介護休業を2年に延長。みずほフィナンシャルグループ

ニュースと考察

介護休業を2年に延長。みずほフィナンシャルグループ

企業には介護休業制度があり、この制度利用者は約1万人(2014年度)といいます。

さて、みずほフィナンシャルグループは、介護休業の期間を1年から2年に延長し、休業中に賃金の一定割合の手当を出す方針を決めました。

また、使わなかった有給休暇を最大240日間まで積み立て、介護休業のために使える制度も新たに設けるそう。

他のメガバンク含め、企業の介護離職ゼロに向けた制度がこれからよりニュースになりそうですね。

(前略)育児・介護休業法では、介護休業は最大93日間とれる。この間は介護休業給付金として賃金の67%が支給される。みずほではこれまで最長1年間、介護休業をとることができたが、金銭的な補償はなく、昨年度、実際に活用したのは、社員約3万6500人のうちわずか9人にとどまっていた。
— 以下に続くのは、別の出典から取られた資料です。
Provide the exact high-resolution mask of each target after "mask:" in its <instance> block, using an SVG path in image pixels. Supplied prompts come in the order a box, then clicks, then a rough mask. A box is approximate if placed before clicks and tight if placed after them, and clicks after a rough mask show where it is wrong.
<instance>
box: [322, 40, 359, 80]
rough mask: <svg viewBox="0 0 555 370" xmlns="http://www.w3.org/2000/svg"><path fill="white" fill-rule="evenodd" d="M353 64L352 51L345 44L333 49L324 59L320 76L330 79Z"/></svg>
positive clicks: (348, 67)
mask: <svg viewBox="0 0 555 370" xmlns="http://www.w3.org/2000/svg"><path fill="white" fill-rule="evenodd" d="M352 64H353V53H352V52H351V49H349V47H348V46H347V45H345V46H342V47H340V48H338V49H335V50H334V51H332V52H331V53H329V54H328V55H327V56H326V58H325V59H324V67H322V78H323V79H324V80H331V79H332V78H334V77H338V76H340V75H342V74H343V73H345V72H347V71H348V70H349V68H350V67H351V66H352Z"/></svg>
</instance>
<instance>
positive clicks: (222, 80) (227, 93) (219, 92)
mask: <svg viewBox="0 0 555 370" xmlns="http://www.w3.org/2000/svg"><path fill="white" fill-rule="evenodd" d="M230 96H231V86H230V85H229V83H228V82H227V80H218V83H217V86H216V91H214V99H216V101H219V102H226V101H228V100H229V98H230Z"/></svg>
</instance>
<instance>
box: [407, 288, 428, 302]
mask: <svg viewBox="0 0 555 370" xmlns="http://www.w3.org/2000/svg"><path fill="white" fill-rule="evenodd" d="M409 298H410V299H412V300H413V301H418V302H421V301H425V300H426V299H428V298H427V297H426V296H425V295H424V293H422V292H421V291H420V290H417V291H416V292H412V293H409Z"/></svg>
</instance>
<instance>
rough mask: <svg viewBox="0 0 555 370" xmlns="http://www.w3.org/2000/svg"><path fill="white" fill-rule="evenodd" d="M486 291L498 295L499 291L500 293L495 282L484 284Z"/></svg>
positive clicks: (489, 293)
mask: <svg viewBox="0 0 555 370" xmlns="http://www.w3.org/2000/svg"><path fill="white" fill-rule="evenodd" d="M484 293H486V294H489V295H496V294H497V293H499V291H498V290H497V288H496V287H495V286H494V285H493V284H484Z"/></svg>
 新たな制度では、公的な給付金支給が終わった後も会社が手当を出し、休業期間も延ばす。さらに2年間で権利が消滅する有給休暇について、介護を目的に使う場合に限って最大240日まで期限を切らずに積み立てておけるようにする。

 中核企業のみずほ銀行では40~54歳の社員が全体の4割を占め、「親の介護」が今後の経営課題になる。担当者は「有給休暇分を合わせれば最大3年間手当をもらいながら休めるようになる。社員の将来の不安を少しでも減らせれば」と話し、いま年間数十人いる介護離職者を、3年後にはゼロにすることを目指している。(土居新平)

朝日新聞デジタル 9月28日(水)7時11分配信より引用

みずほフィナンシャルグループの新たな「介護離職ゼロ」への取り組み。

昨年度、介護休業を活用した社員がわずか9人ということですが、親の介護をする社員の方は、おそらく有休を介護に当てた方も多くいらしゃっるのでは?と察します。

特養や老健などの施設に入居できなく、自宅で親の面倒をみる方は多く、ショートステイの利用や普段からヘルパーさんにケアをお願いしたとしても、働きながらでは(とくに実家と勤務地が離れていると)介護は難しい面が多々あります。

社員の方もぜひ、この制度を活用してほしいですね。